吉兵衛井手【印賀】

印賀川から4kmにわたって水を引き、印賀の田んぼを潤している水路があります。地元の人は“吉兵衛井手”と呼んで、大切にまもり継いでいます。

井手づくりに尽力した古都吉兵衛

古都家五代の吉兵衛は、先祖の興した製鉄業を引き継ぎ、吉兵衛の代でも大いに繁栄した。吉兵衛は、宝谷川の下流に住居を構え、たたら業を営むかたわら、田畑開墾の大志を起こし、水利の便を良くしようと、井手造りに尽力した。

顕彰碑建立

昭和55年4月、「吉兵衛井手組合」によって、樂樂福(ささふく)神社鳥居の横に顕彰碑が建立された。

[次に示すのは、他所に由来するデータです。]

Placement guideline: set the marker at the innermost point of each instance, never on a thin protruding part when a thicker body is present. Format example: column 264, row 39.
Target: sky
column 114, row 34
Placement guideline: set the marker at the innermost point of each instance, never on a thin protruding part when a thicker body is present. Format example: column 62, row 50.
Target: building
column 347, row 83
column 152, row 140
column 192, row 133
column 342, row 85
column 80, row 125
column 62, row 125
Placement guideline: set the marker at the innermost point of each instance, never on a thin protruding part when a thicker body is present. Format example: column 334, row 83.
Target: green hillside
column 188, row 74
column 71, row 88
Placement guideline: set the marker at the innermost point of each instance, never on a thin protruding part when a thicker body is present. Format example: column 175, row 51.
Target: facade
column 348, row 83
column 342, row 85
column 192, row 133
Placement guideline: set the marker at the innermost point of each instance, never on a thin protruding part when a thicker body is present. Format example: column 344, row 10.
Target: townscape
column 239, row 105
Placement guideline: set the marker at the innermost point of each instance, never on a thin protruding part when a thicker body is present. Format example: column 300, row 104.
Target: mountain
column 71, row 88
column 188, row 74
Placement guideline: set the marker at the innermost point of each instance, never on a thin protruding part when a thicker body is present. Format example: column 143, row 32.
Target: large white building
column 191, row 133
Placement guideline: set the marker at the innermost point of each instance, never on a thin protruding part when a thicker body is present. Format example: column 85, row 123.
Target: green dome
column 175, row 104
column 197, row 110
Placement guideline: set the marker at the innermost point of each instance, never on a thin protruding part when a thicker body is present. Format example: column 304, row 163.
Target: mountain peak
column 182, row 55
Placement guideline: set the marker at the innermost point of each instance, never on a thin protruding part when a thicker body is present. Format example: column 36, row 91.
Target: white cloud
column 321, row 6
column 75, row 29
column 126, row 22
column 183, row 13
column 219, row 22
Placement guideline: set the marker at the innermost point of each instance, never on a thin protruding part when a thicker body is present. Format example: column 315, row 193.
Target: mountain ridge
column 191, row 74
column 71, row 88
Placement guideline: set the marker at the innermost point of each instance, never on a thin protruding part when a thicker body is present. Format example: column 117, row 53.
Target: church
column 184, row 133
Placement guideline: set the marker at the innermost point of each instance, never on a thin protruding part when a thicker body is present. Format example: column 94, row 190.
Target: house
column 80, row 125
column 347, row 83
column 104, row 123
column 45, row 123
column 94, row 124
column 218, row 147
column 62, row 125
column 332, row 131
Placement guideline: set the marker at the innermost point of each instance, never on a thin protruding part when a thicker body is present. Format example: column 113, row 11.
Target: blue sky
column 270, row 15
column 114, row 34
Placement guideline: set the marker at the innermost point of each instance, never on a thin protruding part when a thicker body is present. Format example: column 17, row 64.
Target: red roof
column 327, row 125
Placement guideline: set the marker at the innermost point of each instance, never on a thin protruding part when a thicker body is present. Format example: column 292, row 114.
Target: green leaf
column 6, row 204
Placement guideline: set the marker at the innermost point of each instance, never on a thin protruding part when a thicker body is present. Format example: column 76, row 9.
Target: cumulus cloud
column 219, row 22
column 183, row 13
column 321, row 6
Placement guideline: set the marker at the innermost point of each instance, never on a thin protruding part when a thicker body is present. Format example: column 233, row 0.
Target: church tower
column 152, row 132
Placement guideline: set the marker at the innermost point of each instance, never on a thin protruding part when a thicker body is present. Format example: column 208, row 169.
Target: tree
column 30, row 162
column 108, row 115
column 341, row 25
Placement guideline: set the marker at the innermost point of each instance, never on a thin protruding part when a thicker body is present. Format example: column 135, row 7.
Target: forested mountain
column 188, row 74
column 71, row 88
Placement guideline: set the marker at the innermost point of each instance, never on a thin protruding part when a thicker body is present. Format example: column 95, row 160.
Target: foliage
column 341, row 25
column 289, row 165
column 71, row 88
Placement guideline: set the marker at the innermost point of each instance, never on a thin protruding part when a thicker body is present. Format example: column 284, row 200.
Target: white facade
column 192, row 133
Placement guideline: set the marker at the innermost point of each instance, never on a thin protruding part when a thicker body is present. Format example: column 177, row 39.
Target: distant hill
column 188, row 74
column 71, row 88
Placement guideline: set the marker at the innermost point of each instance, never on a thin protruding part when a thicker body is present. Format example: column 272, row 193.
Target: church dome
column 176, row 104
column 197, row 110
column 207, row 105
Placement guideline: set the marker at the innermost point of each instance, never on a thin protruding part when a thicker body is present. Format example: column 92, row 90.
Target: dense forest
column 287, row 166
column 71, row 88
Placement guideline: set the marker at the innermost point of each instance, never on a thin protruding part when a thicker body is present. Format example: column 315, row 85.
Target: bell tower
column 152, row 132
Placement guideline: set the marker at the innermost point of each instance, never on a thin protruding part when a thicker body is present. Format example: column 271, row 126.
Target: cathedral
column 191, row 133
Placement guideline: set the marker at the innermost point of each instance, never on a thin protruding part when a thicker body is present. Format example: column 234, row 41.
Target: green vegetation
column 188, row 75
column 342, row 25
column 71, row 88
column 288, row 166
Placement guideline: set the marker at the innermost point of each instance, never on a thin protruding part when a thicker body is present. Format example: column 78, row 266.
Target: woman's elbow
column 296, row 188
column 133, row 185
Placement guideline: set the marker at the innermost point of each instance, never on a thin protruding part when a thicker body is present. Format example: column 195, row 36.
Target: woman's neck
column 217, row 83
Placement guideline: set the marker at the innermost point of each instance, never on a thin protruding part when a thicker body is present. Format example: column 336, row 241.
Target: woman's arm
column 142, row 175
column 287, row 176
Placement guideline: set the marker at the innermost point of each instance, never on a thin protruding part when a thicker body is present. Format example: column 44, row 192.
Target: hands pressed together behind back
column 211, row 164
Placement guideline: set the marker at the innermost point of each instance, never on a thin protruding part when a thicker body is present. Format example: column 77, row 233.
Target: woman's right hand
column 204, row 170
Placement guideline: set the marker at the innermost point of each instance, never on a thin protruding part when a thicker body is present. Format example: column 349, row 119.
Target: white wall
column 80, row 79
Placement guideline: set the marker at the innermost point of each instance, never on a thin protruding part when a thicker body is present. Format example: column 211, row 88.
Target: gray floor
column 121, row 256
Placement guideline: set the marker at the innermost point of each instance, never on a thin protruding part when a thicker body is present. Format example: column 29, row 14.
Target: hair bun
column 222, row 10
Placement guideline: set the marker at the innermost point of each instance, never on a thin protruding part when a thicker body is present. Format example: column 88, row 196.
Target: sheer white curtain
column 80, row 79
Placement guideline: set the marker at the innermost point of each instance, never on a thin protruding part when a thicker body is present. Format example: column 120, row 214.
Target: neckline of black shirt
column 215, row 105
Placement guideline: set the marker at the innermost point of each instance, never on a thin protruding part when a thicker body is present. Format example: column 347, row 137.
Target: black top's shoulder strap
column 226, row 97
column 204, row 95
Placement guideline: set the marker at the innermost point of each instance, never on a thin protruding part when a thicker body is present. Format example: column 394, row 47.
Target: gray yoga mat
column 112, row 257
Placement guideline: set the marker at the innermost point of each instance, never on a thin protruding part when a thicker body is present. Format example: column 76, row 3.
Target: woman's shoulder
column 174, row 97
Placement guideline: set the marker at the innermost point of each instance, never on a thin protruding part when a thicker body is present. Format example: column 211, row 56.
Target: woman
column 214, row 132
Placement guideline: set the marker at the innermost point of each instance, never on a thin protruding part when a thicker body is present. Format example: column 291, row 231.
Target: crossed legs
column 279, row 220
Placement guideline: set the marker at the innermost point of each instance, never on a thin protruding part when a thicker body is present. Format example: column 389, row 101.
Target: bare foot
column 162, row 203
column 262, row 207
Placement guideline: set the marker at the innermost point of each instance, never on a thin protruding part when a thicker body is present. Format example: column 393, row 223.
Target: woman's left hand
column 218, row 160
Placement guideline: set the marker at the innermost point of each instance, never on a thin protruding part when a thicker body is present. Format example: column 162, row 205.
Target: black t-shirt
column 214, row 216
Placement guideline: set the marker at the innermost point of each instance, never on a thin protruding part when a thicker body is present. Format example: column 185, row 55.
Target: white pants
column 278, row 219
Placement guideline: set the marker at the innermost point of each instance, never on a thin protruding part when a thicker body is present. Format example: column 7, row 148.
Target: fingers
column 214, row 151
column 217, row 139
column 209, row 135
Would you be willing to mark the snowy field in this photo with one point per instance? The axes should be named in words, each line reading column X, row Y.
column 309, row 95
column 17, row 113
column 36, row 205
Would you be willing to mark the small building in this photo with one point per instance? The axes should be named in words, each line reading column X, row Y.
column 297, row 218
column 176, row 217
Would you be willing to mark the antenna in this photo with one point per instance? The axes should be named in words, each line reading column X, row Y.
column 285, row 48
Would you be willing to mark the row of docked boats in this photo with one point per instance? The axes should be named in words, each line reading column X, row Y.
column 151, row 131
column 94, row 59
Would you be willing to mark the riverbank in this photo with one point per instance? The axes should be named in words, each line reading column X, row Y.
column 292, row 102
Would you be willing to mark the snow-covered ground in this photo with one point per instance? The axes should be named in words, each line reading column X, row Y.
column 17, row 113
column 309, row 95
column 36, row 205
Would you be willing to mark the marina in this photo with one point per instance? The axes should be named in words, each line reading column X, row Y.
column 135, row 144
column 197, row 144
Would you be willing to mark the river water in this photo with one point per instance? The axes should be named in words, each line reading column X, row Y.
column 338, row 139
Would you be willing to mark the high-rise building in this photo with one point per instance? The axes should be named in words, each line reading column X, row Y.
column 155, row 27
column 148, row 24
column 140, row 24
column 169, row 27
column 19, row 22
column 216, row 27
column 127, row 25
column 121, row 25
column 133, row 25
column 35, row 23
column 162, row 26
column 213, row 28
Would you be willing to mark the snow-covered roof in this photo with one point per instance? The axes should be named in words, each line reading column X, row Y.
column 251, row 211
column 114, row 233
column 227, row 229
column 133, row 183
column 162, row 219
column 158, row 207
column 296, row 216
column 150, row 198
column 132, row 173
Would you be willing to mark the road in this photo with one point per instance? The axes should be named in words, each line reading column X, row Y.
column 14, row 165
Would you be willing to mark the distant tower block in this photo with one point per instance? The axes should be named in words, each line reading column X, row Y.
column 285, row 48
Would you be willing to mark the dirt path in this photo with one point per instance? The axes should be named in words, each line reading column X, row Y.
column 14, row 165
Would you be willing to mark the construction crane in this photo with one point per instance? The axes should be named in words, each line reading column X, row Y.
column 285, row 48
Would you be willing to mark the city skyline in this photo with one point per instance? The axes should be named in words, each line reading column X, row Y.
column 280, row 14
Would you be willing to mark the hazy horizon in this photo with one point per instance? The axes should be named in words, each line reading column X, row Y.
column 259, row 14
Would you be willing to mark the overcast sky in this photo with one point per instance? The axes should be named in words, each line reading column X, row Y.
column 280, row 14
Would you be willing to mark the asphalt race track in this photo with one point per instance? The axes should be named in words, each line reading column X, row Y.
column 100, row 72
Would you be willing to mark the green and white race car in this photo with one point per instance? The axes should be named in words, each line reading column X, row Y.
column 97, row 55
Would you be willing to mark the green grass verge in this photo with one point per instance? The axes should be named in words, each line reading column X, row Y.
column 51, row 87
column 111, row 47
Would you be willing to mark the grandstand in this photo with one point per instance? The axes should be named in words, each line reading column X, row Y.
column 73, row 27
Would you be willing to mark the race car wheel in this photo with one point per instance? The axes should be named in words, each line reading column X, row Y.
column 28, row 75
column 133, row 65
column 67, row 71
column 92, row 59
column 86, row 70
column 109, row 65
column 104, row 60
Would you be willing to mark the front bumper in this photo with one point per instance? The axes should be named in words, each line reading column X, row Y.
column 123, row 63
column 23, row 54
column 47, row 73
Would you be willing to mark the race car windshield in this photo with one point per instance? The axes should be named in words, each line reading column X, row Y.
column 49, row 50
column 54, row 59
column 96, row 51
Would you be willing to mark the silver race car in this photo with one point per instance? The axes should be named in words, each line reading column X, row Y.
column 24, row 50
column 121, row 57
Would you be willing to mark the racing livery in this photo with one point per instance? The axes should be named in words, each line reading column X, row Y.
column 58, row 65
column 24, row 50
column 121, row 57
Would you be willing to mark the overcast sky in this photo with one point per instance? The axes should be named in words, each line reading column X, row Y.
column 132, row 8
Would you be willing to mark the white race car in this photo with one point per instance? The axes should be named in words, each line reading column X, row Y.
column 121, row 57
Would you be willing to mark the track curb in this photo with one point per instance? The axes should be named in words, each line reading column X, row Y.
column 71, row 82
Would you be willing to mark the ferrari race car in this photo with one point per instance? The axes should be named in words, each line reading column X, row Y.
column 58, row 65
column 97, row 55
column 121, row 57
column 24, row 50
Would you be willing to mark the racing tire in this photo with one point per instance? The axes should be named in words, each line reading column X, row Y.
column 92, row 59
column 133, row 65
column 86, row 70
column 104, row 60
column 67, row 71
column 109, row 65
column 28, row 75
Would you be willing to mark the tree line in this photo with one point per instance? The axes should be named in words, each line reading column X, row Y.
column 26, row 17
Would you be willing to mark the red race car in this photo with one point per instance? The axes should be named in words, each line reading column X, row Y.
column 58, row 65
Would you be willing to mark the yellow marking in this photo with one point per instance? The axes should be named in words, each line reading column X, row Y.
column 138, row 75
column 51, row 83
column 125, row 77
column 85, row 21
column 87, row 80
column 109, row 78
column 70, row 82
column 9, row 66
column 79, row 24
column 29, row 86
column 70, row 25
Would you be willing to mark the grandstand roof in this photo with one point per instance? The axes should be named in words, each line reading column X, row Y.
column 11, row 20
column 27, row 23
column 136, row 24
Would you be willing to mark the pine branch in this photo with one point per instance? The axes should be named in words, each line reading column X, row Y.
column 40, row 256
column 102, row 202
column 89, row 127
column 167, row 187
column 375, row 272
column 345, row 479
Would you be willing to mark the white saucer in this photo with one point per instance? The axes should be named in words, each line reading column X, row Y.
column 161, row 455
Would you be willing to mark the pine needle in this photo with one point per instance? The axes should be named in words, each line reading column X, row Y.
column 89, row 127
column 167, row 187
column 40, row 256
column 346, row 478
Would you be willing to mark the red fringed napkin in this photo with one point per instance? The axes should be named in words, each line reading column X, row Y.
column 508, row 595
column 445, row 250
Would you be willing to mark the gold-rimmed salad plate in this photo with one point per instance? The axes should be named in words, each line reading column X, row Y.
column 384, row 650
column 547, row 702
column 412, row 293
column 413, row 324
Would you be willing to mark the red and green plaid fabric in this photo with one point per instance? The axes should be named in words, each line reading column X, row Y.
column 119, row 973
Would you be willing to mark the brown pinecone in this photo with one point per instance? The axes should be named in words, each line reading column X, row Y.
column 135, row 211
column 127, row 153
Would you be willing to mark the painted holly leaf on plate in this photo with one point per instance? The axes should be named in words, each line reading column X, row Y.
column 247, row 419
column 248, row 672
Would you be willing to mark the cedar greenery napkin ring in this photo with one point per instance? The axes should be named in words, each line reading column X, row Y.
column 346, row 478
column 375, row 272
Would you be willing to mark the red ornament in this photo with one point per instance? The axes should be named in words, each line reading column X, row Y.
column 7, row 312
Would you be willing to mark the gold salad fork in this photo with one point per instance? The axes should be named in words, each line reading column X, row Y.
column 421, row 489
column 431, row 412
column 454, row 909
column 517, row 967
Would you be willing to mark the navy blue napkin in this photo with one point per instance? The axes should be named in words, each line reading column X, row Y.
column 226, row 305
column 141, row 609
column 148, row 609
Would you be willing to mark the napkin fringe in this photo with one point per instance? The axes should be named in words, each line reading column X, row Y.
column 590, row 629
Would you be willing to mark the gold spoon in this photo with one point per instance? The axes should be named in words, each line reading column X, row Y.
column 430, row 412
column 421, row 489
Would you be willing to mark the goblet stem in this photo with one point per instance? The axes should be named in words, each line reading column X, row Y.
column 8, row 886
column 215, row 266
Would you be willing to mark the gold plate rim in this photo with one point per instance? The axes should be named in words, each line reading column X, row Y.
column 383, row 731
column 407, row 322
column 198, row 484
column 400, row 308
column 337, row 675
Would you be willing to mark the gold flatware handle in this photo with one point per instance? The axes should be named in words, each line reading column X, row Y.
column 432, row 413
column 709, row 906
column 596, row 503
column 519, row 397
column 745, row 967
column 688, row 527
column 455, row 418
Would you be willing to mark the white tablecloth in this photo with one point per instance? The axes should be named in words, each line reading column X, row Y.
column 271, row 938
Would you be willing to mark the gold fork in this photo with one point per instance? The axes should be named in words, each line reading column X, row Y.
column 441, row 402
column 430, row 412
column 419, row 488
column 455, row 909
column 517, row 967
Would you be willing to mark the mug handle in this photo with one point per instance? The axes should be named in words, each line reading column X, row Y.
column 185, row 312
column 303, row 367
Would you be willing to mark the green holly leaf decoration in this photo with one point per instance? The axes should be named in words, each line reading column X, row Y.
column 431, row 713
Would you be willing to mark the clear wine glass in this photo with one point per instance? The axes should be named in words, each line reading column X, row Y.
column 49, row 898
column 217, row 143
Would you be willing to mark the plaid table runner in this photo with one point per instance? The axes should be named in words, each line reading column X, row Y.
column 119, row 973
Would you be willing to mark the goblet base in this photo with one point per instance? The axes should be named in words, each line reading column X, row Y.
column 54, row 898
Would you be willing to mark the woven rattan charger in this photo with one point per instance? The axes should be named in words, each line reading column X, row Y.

その碑には、五百年以上経った今でも地元の人はその恩恵に浴しており、この偉業を永遠に伝えるがために建立した、と記されている。

古都家は伯耆の製鉄の始祖

吉兵衛の先祖は、この地域のたたら産業の基礎を築いた人として知られている。
古都家初代の文次郎信賢(もんじろうのぶちか)は、院の御所の北面(ほくめん)で警固(けいご)に当たる武士であったが、建長6年(1254)、良鉄を求めて印賀に入り、製鉄を始めたと言われている。宝谷の奥にあった阿太上(あたあげ)に鑪(たたら)を作ったと伝えられている。